Türkiye’nin büyümesi yabancı finansal yatırımcıların spekülatif kaprislerine bağımlıdır.
3) Türkiye’nin makroekonomik göstergeleri, örneğin diğer “yükselen ve gelişmekte olan piyasa (YGP) ekonomileriyle” karşılaştırıldığında aslında ortalamanın altında ve daha istikrarsız bir görünüm sergilemektedir. 2009 krizi öncesinde Türkiye, sergilediği yüzde 6’lık ortalama büyüme hızıyla, YGP ekonomilerinin ortalaması olan yüzde 7.6’nın gerisinde kalmıştır. Dahası, YGP ekonomileri 2009 krizinde düşük olsa da pozitif bir büyüme içinde iken, Türkiye ekonomisi yüzde 4.8’lik gerilemeyle şiddetli bir daralma içine sürüklenmiştir.
Türkiye ekonomisinin “mucize bir başarı öyküsü yaratmakta olduğu” savı tamamen gerçekdışı, abartılı bir aldatmacadır. Türkiye ekonomisinin 2001 krizi sonrasında yıllık ortalama büyüme hızı, yüzde 4.8 olan tüm Cumhuriyet dönemi büyüme ortalamasından farklılık göstermemektedir. 2002 sonrası büyüme patikasının ardında, ucuz dövizin sunduğu aritmetik işlemlere dayalı olarak dolar bazında hızlı bir büyüme yanılsaması yaratmaktadır.
4) Büyümesini sürdürebilmek ve daha fazla “tüketebilmek” için Türkiye daha fazla dövizi ulusal para piyasasına çekmek zorundadır. Türk finans piyasalarında göreceli olarak daha yüksek faiz sunma politikası tüm 2003 sonrasında AKP’nin geliştirdiği ana hedef olmuştur.

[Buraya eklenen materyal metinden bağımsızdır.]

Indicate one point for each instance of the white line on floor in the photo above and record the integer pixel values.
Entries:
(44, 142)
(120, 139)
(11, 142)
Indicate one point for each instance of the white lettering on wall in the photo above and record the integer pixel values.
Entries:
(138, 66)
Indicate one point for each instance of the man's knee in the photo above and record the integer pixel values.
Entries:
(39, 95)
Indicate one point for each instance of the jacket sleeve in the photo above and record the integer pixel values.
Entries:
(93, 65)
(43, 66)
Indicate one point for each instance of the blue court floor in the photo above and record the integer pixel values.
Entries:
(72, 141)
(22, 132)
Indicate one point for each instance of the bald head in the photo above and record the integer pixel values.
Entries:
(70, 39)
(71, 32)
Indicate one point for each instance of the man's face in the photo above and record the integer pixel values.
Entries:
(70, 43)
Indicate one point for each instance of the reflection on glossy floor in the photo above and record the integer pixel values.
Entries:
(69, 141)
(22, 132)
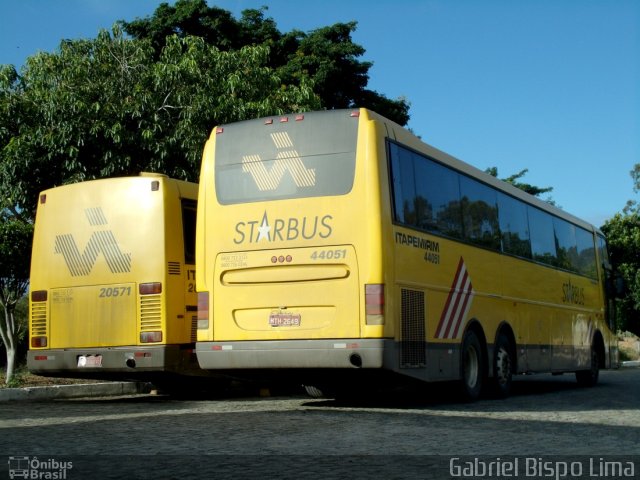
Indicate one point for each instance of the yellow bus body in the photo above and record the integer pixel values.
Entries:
(113, 279)
(336, 280)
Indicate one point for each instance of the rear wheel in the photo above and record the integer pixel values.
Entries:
(589, 378)
(502, 367)
(471, 366)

Yüksek faiz ve bunun karşılığında ucuz döviz, AKP’nin makroekonomi politikalarının ta kendisidir. “Faiz lobisi” ve benzeri savlarla hayali ekonomik düşmanlar yaratma söylemleri, AKP’nin seçmen tabanına yönelik bir mağduriyet çabasından ibarettir.